Challenges and Future Prospects of the MXene-Based Materials for Energy Storage Applications

Abstract

In the past decade, MXenes, a new class of advanced functional 2D nanomaterials, have emerged among numerous types of electrode materials for electrochemical energy storage devices. MXene and their composites have opened up an interesting new opportunity in the field of functional materials, owing to their transition metal nitrides/carbides/carbonitride-based unique layered structures, higher electrical and thermal conductivity, higher charge carrier mobility, high negative zeta-potential, high mechanical properties, tunable bandgap, superior hydrophilicity, metallic nature and rich surface chemistry, which enhance the number of metal active redox sites on the surface and short ion diffusion path.
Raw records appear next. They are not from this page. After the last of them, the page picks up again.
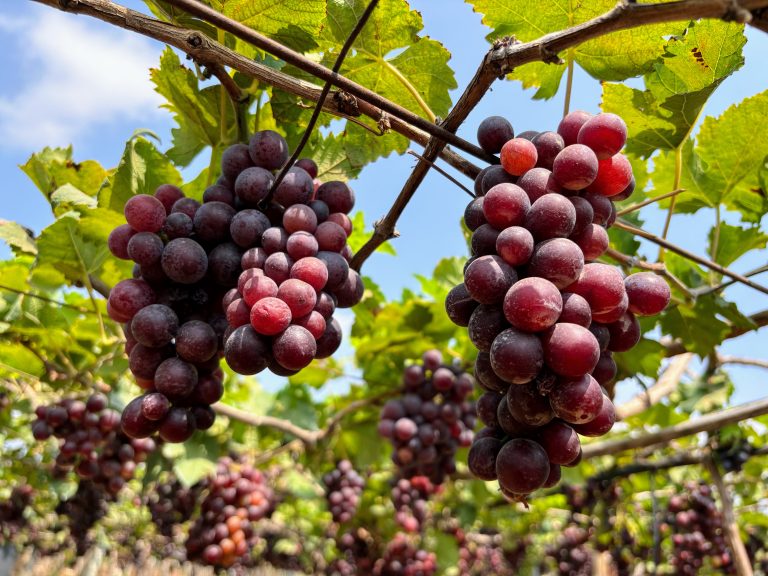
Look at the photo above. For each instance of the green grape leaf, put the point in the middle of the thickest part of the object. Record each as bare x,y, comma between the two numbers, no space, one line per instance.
141,170
19,238
52,168
293,23
195,111
735,241
418,78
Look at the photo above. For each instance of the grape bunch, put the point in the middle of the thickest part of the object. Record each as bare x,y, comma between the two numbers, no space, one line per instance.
410,497
343,489
223,534
247,274
431,420
543,314
402,558
697,532
12,519
91,441
171,503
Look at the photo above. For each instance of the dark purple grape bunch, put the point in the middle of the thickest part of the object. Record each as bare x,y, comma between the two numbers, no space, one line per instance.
696,528
544,316
91,442
171,503
402,558
223,534
12,519
343,490
410,497
431,420
295,262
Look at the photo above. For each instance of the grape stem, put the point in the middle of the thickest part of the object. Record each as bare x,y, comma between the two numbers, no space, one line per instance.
706,423
740,557
622,225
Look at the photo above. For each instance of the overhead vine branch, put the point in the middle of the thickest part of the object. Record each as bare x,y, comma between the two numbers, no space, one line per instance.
706,423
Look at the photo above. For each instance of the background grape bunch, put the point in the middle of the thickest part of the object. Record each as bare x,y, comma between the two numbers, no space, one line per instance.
91,442
543,314
251,274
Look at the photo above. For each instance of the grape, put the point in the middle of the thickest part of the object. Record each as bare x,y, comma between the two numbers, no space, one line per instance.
493,132
337,195
575,310
575,167
219,193
473,214
268,149
571,124
514,245
224,264
247,227
517,357
605,133
551,216
118,241
298,295
613,176
184,261
528,406
505,205
175,378
558,260
593,241
330,237
270,316
144,213
537,182
625,333
482,458
459,305
522,466
495,175
154,325
130,296
246,351
178,425
294,348
560,442
329,342
196,342
548,146
602,423
177,225
488,278
485,324
168,194
577,401
601,285
648,293
295,188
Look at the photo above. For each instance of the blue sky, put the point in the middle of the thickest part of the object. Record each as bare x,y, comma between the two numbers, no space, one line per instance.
71,79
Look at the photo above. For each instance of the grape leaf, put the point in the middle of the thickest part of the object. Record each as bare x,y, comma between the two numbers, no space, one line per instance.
141,170
735,241
17,237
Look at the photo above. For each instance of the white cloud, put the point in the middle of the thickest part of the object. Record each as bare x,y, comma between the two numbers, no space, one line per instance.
76,75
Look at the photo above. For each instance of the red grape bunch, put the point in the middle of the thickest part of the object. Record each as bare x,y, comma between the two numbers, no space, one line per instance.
343,489
91,441
431,420
402,558
223,534
543,314
245,275
697,532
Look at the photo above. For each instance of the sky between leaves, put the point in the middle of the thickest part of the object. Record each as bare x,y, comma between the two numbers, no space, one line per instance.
70,79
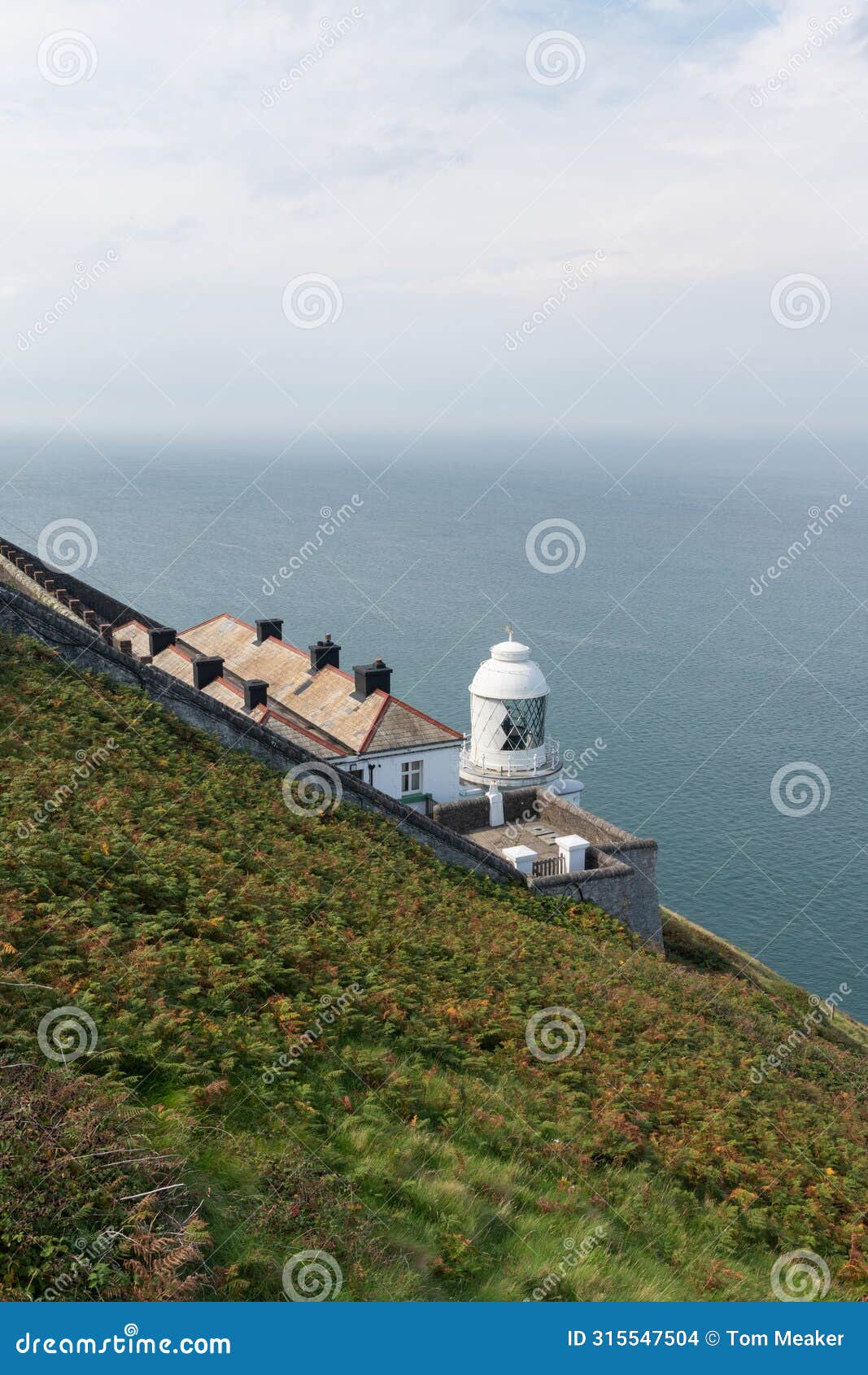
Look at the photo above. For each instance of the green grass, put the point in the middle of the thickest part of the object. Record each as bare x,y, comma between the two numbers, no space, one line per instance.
414,1137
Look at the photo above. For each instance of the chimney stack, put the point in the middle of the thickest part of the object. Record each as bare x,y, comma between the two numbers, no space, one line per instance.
255,693
159,639
205,671
370,677
268,627
325,652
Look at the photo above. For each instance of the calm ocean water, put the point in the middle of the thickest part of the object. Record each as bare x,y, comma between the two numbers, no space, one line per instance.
702,691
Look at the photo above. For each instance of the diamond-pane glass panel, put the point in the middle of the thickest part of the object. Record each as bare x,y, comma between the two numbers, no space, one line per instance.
525,723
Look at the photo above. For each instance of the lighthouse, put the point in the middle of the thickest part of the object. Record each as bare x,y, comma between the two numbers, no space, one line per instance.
508,745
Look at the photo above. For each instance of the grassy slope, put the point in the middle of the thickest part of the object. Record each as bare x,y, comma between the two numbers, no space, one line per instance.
200,923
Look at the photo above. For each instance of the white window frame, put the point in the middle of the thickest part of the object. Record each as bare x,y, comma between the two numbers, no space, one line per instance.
412,775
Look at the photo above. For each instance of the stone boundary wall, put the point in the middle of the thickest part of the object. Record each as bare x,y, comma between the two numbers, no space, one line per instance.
79,645
107,608
621,873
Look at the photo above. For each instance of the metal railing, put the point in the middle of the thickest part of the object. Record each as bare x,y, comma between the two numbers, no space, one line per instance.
547,868
547,759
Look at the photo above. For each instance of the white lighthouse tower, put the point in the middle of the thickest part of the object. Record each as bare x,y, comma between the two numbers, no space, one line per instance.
508,745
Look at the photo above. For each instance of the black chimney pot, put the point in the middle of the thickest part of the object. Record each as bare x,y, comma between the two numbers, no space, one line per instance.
159,639
255,693
325,652
205,671
370,677
268,627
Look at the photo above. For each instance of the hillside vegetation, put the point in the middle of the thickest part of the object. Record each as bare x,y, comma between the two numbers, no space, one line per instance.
207,931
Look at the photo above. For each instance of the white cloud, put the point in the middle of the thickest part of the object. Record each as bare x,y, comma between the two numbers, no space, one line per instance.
417,164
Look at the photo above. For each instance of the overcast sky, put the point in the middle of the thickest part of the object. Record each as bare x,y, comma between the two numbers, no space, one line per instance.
654,173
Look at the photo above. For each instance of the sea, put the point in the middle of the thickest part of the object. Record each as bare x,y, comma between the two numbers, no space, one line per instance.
696,603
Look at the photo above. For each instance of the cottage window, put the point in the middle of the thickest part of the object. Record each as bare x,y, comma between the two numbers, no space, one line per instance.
412,776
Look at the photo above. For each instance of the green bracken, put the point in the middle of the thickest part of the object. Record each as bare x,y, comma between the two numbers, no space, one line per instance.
312,1036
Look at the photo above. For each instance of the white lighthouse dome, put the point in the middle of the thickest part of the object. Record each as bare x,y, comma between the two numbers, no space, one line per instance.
508,717
511,673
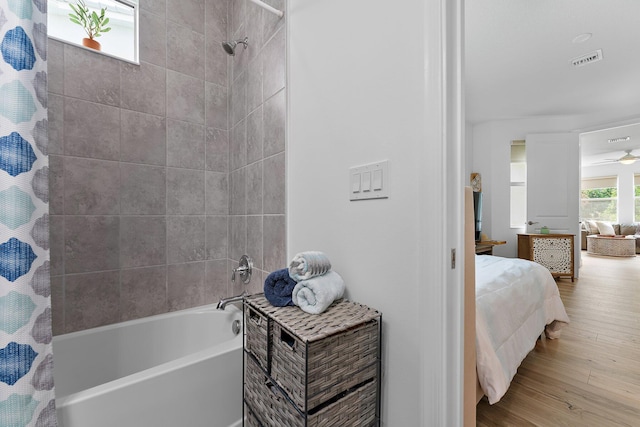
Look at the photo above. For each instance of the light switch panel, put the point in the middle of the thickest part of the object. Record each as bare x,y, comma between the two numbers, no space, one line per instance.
372,181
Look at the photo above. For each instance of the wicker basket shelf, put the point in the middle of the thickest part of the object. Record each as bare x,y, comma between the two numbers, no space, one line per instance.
312,364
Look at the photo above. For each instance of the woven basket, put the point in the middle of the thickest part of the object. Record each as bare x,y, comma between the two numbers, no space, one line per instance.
316,357
353,408
258,335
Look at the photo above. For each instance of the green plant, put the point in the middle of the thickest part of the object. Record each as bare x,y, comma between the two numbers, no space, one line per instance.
92,23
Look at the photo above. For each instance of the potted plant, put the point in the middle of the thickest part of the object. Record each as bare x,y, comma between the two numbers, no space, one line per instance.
92,23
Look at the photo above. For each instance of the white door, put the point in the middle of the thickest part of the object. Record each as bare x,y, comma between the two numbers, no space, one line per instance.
553,185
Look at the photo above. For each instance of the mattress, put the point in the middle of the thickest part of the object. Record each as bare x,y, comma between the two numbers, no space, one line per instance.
515,300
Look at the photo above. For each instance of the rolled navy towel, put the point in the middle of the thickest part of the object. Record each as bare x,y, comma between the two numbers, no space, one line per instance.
278,287
316,294
306,265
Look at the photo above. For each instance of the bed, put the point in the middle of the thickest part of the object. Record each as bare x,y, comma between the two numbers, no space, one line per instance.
513,302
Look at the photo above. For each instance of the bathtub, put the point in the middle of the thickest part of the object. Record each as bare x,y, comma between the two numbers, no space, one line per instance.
177,369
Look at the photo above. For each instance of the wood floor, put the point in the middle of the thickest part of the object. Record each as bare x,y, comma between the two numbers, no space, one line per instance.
591,375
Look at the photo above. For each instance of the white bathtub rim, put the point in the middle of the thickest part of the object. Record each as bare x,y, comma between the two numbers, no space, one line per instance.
225,347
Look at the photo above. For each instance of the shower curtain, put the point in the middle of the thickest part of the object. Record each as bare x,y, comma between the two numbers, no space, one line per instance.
26,361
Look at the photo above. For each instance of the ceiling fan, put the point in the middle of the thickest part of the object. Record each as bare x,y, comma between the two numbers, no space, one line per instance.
627,159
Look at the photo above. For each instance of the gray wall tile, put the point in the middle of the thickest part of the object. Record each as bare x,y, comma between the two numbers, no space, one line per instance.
153,40
274,184
142,241
55,116
189,13
216,279
82,177
56,244
185,145
255,136
142,190
55,66
238,237
217,193
143,88
91,76
158,7
185,50
274,124
217,237
274,65
56,185
238,146
217,150
143,292
57,305
185,97
254,240
216,104
274,242
238,196
91,243
91,130
185,285
254,188
216,12
185,192
92,300
186,239
143,138
238,100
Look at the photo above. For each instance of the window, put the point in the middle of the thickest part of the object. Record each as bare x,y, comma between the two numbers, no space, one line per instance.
121,41
636,186
599,199
518,203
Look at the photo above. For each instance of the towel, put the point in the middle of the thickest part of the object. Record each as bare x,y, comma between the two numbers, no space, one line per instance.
278,287
316,294
306,265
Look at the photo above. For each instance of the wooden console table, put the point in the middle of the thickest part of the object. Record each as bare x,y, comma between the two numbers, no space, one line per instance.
554,251
486,247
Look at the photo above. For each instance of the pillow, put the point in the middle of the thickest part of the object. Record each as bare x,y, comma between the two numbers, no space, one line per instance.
605,229
592,228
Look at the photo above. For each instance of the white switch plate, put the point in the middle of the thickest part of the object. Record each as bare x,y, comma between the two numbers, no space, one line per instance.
373,181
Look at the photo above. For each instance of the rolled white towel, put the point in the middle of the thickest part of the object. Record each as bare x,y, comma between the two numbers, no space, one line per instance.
306,265
316,294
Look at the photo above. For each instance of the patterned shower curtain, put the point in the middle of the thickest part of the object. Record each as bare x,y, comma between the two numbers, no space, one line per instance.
26,361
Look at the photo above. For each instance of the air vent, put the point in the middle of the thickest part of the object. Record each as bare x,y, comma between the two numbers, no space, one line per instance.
616,140
589,58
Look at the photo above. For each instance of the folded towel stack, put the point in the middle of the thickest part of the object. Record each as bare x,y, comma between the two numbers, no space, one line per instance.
306,265
315,295
278,288
308,283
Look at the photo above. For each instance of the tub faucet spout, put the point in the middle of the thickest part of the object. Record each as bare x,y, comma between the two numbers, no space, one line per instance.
224,301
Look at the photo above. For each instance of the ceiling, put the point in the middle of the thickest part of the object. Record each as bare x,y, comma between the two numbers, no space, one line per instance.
518,64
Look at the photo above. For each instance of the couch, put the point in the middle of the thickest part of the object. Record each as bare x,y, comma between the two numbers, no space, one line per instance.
590,227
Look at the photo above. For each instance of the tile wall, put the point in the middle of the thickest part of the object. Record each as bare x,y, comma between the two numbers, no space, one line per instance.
163,174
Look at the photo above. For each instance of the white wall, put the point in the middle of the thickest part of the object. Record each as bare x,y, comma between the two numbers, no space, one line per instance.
491,158
359,93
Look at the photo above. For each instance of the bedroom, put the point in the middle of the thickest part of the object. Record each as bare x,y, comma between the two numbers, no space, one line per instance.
500,53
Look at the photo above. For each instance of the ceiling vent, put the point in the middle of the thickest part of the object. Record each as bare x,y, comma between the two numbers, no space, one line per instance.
589,58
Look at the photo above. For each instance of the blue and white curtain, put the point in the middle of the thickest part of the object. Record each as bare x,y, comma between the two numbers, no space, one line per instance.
26,361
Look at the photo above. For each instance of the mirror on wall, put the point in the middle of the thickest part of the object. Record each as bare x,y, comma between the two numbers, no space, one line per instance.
112,24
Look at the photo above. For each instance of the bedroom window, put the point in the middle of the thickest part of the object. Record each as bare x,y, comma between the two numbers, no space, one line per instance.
636,186
599,199
518,200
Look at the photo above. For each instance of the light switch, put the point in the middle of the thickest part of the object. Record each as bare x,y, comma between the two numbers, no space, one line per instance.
355,183
366,181
377,180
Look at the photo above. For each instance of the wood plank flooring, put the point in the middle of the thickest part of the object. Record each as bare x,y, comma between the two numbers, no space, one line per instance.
591,375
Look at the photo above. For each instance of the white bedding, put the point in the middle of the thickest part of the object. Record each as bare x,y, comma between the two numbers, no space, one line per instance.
515,299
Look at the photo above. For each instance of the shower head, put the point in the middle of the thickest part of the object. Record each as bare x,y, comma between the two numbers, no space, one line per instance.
230,47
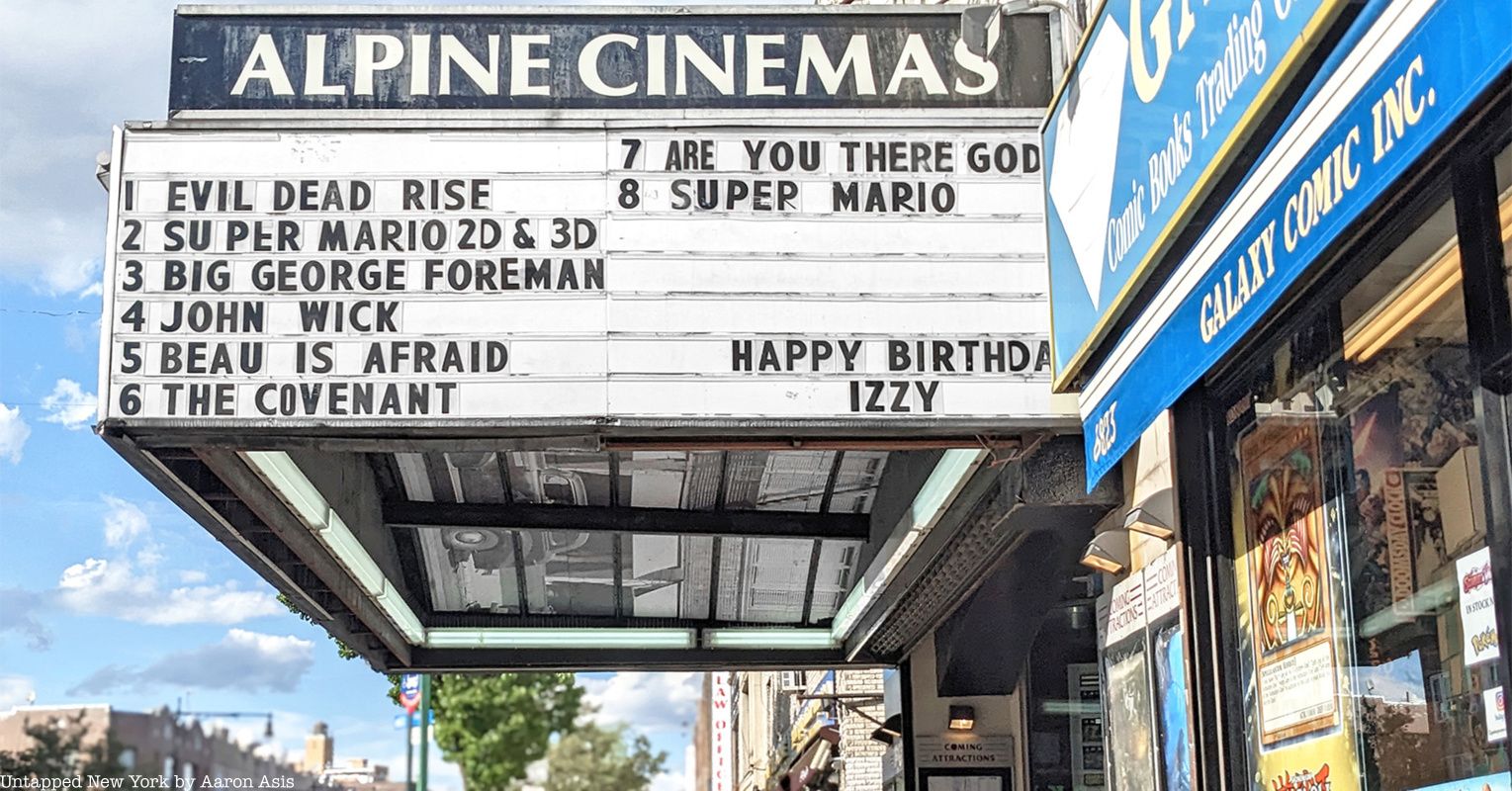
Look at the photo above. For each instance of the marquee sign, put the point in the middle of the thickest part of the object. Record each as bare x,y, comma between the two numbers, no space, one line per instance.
291,279
602,59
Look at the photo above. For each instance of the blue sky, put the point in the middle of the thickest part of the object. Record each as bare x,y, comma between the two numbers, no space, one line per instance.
108,593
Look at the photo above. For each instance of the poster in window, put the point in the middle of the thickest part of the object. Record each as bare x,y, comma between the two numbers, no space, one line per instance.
1171,678
1287,556
1131,743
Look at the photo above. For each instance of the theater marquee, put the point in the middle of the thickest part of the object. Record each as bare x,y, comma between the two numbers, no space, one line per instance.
664,273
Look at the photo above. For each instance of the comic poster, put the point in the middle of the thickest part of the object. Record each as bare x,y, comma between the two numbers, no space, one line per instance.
1287,556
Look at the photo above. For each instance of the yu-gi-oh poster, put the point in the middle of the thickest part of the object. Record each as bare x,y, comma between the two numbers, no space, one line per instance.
1287,550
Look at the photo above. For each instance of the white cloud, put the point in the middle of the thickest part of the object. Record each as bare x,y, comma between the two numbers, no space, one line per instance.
648,702
126,590
14,691
12,433
125,522
131,587
70,405
246,661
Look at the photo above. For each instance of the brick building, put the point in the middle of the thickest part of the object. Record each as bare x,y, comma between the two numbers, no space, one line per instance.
156,743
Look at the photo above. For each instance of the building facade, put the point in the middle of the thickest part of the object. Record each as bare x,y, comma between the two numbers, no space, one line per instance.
809,730
156,745
1290,334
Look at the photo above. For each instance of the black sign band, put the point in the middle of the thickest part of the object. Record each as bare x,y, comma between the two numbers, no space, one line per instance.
605,62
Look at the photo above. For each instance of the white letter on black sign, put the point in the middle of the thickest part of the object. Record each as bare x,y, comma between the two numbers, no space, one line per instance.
263,64
368,59
856,57
485,77
588,65
757,64
522,65
314,68
688,51
917,64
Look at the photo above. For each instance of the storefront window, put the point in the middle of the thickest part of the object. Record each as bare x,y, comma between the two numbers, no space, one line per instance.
1364,610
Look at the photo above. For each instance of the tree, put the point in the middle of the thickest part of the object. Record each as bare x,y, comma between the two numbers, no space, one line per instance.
60,751
597,758
491,726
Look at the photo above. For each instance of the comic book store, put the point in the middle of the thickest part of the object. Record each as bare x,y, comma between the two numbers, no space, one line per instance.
1281,292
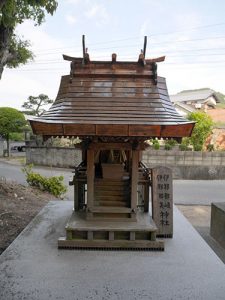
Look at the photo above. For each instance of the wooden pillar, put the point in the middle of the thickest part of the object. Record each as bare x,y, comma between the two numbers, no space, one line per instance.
76,195
146,197
134,179
90,178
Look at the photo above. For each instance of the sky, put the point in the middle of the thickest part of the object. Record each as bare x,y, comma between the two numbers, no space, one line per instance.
190,33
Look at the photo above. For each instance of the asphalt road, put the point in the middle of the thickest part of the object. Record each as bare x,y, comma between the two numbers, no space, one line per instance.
186,192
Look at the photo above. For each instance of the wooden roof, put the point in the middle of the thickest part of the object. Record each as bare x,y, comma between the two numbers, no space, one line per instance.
112,99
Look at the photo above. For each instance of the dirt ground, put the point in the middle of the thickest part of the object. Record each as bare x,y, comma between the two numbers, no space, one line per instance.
18,206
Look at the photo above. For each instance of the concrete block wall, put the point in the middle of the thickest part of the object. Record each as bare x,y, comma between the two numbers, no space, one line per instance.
188,164
53,156
185,164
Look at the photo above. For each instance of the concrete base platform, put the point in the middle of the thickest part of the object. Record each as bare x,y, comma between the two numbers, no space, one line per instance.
34,268
83,233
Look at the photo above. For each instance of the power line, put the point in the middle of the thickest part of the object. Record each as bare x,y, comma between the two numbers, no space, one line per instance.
138,37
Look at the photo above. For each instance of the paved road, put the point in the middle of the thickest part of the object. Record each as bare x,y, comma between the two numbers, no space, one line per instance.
12,172
196,192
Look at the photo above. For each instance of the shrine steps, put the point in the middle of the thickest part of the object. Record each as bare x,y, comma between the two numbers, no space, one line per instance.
114,196
120,235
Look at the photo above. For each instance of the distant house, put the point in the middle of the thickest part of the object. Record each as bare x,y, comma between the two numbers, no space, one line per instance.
189,101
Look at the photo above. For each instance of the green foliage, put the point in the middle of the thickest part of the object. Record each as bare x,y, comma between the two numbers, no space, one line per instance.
169,144
11,120
210,147
16,136
221,98
34,105
20,53
53,185
202,129
184,146
13,50
155,144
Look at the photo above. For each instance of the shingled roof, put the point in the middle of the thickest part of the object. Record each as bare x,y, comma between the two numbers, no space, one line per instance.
113,98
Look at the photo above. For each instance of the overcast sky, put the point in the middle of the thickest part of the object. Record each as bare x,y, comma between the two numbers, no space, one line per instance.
190,33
However, in the case of electrochemical energy storage applications, the unavoidable problem of aggregation and nanosheet restacking significantly reduces the accessibility of the active surface sites of MXene materials for electrolyte ions. Currently, there is a number of research efforts devoted to solutions in order to avoid these deficits. This Review complies extensively with the recent advances in the application of MXene-based materials in the energy storage devices such as batteries and supercapacitors. Particular attention is paid to the understanding of the relation of MXenes chemical composition, and morphology with their electrochemical performances. Moreover, the challenges of MXenes and MXene-based composited for the commercial application are considered and the ways to overcome their drawbacks are provided. Finally, opportunities given with MXenes for future research on novel energy storage materials are highlighted.